Wayne inciampò sull'ultimo gradino e imprecò mentalmente, raccogliendo i libri che gli erano caduti a terra. Non era sicuramente un caso che gli si fosse rotta la borsa proprio al passaggio di un gruppo di Slytherin che ora sghignazzava, ma giudicò più sicuro far finta di nulla. La sua carriera scolastica era già sufficientemente compromessa senza lanciare fatture in giro.
Corse alla lezione di Difesa, in ritardo, e prese posto dopo aver salutato la professoressa e ricevuto un sorrisetto sgradevole.
«Non ci sarà bisogno di parlare.» furono come al solito le ultime parole della donna prima che si immergessero nell'inutile lettura del libro. Wayne, che l'aveva già letto in un momento di particolare noia, cominciò a scarabocchiare disegnini finché non gli arrivò un biglietto.
C'è un motivo particolare per cui Stebbins mi ha quasi aggredita in Sala Grande quando gli ho chiesto come stava?

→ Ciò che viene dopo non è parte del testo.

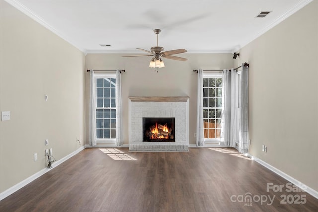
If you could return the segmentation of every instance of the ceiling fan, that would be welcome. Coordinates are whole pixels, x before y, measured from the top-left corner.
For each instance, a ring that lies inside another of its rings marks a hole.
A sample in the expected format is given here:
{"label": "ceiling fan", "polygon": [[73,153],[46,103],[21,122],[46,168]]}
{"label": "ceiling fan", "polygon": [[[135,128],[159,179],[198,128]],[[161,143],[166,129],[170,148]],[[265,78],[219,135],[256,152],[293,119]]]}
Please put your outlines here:
{"label": "ceiling fan", "polygon": [[162,58],[167,58],[169,59],[176,60],[178,61],[185,61],[188,60],[187,58],[181,58],[181,57],[175,56],[171,55],[175,55],[176,54],[183,53],[187,52],[187,50],[184,49],[174,49],[173,50],[166,51],[164,52],[164,48],[161,46],[158,46],[158,34],[161,32],[160,29],[154,29],[154,32],[157,35],[157,43],[156,46],[153,46],[150,48],[150,51],[148,51],[145,49],[140,49],[137,48],[137,49],[144,51],[146,52],[149,53],[148,55],[130,55],[130,56],[123,56],[122,57],[141,57],[141,56],[152,56],[150,63],[149,64],[149,67],[155,68],[161,68],[164,67],[164,63],[162,61]]}

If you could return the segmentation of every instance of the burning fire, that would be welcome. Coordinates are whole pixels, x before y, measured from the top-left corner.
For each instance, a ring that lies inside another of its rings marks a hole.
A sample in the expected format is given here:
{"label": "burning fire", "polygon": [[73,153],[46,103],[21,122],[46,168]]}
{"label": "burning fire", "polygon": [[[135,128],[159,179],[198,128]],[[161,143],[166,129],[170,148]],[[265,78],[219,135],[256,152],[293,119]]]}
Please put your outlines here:
{"label": "burning fire", "polygon": [[153,135],[150,138],[152,139],[169,139],[169,131],[167,125],[167,124],[164,125],[158,125],[156,122],[156,127],[151,130]]}

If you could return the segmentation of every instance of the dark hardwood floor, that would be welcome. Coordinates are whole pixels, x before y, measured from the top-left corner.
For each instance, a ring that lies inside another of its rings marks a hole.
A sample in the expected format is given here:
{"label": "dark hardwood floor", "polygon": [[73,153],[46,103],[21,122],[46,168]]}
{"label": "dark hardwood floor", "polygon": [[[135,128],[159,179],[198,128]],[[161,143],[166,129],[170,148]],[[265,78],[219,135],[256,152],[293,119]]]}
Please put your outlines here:
{"label": "dark hardwood floor", "polygon": [[[267,192],[267,183],[284,188]],[[318,211],[318,200],[286,191],[287,183],[231,148],[88,148],[2,200],[0,211]]]}

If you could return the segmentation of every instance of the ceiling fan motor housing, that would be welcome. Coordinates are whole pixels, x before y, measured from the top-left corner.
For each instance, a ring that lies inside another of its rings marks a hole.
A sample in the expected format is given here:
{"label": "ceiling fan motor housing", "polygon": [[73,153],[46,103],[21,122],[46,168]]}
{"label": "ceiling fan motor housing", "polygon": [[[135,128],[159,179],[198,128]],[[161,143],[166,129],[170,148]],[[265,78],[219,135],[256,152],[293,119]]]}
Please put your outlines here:
{"label": "ceiling fan motor housing", "polygon": [[164,48],[161,46],[153,46],[150,48],[151,52],[156,55],[159,55],[161,52],[163,52]]}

Si guardò attorno e vide che la Chang lo fissava.
Michael è poco in sé, come spero tu abbia notato dai suoi vari attacchi da prima donna a pranzo e a cena. Non è nulla di personale.
Poco dopo arrivò la risposta.
Eppure ho avuto l'impressione che ce l'avesse con me perché mi vedo con Harry.
Quindi l'aveva capito anche lei.
Può darsi... Tu non badare a lui, non ti dovrebbe dar fastidio per primo se tu non gli rivolgi la parola. È diventata la prassi al nostro tavolo: non guardare o parlare con Michael. Spiacente. Se per caso ti desse fastidio lui senza che tu gli rivolga la parola per prima vedrò di farlo stare zitto in qualche modo.
La Chang stavolta scrisse quasi con furia: Non è l'unico che sta ancora male, nel caso non l'avesse capito. Vedete di occuparvene, non è possibile che se la prenda con tutti come se soffrisse soltanto lui.
Quel “vedete di occuparvene” irritò maggiormente il ragazzo, che tentava, inutilmente, di mantenere la calma che solitamente lo contraddistingueva.
Non aveva Georgia con cui parlare perchè l'amica era praticamente impazzita come era successo a Megan quell'estate, senza però dare uno straccio di spiegazione, Stephen tendeva a farsi i fatti suoi e comunque era sempre con Quill a fare da guardia del corpo a Susan per proteggerla dai pettegolezzi, Megan aveva ripreso l'abitudine di sparire, Walter ce l'aveva con lui perchè era da Natale che si parlavano pochissimo e non erano i tipi da risolvere le cose esplicitamente, dato che il più piccolo se ne fregava e il più grande parlava soltanto quando era arrabbiato, Michael era tornato ingestibile e scontroso, Rent e Jack erano nel loro mondo, e con gli altri lui non parlava; in più tutto il resto del mondo, forse compresi i suoi stessi amici, si aspettava che lui avesse le redini della situazione in mano e sistemasse le cose con un colpo di bacchetta. Senza contare che i suoi voti cadevano in picchiata, suo padre gli aveva mandato una lettera e sua madre era dispiaciuta per quella sua mancanza di impegno, anche se comprensiva in modo quasi fastidioso, come del resto lo erano stati entrambi i suoi genitori per tutta l'estate, litigando poi tra loro perchè non sopportavano neppure di vedersi e usando il fatto che secondo sua madre suo padre era troppo duro con lui, che aveva appena perso un amico, e secondo suo padre era sua madre quella troppo docile.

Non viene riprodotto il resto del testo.